Nice Latin album, no mention who the artists are, and a very funny record label, Strand Records:

Strand was a New York label that started as a full-priced label distributed by Decca, but soon began specializing in budget issues. They were originally located, in 1959, at 680 Fifth Avenue in New York, but by 1960 had moved to 157 West 57th Street, New York. The vinyl tended toward thick and cheap, with many imperfections. Much of the label's output -- but not all -- was "bargain bin filler." As with many of the other budget labels, the philosophy seemed to be "anything to sell records," and if that meant misleading the buying public, so be it. If that also meant using the tried-and-true industry practice of not paying artists - - or not even telling them their record had been released, then that worked, too. There are plenty of examples below, including putting out a Virtues album titled Guitar Boogie Shuffle, the name of their hit, when the song was not even on the album!

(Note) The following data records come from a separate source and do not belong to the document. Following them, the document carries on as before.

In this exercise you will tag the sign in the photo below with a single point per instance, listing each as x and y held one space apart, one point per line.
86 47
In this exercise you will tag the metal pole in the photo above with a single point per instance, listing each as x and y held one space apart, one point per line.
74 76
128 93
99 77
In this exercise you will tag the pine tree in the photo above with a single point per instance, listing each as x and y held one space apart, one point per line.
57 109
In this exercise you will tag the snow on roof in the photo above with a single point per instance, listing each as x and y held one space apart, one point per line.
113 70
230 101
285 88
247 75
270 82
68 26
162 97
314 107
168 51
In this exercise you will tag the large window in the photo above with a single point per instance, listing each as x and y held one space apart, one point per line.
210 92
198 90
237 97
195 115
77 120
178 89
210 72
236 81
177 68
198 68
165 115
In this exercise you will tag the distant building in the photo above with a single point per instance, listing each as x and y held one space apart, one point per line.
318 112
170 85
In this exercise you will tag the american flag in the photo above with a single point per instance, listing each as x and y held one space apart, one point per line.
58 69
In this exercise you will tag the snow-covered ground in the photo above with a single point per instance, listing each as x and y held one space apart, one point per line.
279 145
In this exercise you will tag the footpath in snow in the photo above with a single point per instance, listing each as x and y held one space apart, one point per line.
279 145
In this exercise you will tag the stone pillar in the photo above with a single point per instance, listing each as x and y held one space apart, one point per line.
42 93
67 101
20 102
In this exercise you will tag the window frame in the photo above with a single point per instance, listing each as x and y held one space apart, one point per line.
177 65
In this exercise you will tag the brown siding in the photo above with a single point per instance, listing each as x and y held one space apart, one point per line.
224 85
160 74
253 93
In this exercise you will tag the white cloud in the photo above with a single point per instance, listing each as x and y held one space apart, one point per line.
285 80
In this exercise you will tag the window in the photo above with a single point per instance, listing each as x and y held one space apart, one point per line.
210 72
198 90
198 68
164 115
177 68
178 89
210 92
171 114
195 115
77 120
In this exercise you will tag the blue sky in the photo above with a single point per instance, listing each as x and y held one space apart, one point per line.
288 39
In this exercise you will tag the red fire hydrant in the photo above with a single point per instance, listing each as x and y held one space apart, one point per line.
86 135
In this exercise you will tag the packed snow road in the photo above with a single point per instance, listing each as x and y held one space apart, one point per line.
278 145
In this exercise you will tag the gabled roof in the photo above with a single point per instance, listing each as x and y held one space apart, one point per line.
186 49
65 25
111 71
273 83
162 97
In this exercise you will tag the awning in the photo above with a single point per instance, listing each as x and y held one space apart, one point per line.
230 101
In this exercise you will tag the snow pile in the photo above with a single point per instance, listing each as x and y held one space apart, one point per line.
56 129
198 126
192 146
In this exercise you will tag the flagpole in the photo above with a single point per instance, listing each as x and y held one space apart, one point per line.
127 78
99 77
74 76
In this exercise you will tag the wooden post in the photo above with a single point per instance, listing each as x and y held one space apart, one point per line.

There were a couple of other notable albums, particularly the albums by Larry Hall and a couple of Chris Columbo albums with the minor hit "Summertime," but most of the output was typical bargain-bin dross. They did issue albums with some "name" artists like Bobby Rydell, Brook Benton, Ray Charles, Ivory Joe Hunter, Memphis Slim, and others, but these were typically tracks recorded early in the artists' career, not examples of their current work. Artists like Don Cherry, Texas Jim Robertson, Joe Zawinul, and Karen Chandler had some hits during their careers, but the Strand albums were not those hits. Journeymen like Billy Mure and Specs Powell added name recognition.

Eventually, the label moved to 905 N. Broad Street in Philadelphia, near their demise around 1965.